What is a CTO?
Read in RomanianCTO
Why it matters
The CTO is the person accountable for whether your technology choices hold up. They decide what gets built, how it is built, and who builds it, and they are the one who can tell you, honestly, whether a plan is sound or a deadline is fantasy. For a non-technical founder, this is the seat that turns "we should build an app" into a real, shippable plan with costs and trade-offs attached. Get the wrong call on the tech stack or the architecture early, and you pay for it for years.
What the role actually covers
Three things, roughly. Strategy: which problems technology should solve and in what order. Architecture: how the system is shaped so it can grow without falling over. People: hiring, leading, and keeping the engineers who do the work. At a ten-person startup the CTO often writes code too. At a larger company the role drifts toward strategy and leadership and away from the keyboard. The title is the same; the day-to-day is not.
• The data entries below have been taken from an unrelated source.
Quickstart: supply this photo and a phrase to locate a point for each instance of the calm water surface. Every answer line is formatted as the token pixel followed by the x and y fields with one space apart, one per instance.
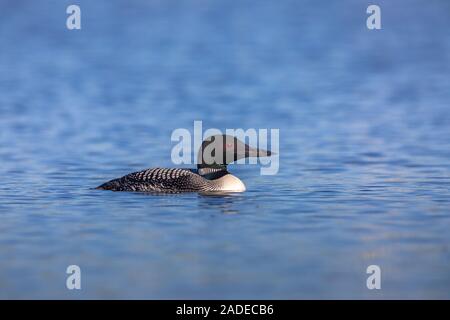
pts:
pixel 364 148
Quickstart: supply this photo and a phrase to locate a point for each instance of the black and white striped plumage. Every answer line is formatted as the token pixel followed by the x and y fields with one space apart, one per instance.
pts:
pixel 165 180
pixel 211 174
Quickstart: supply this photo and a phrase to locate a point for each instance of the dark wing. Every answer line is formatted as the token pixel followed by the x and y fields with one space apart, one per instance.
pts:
pixel 158 180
When you do not need a full-time one
Plenty of early companies need senior technical judgement but cannot justify, or afford, a full-time executive salary. That is the case for a fractional CTO: the same seniority, part-time. It is also why an outside studio can stand in for the role early on, owning the build and the technical decisions until you are ready to hire in-house. The mistake is going without anyone senior at all and discovering the gap only when the bills, or the bugs, arrive.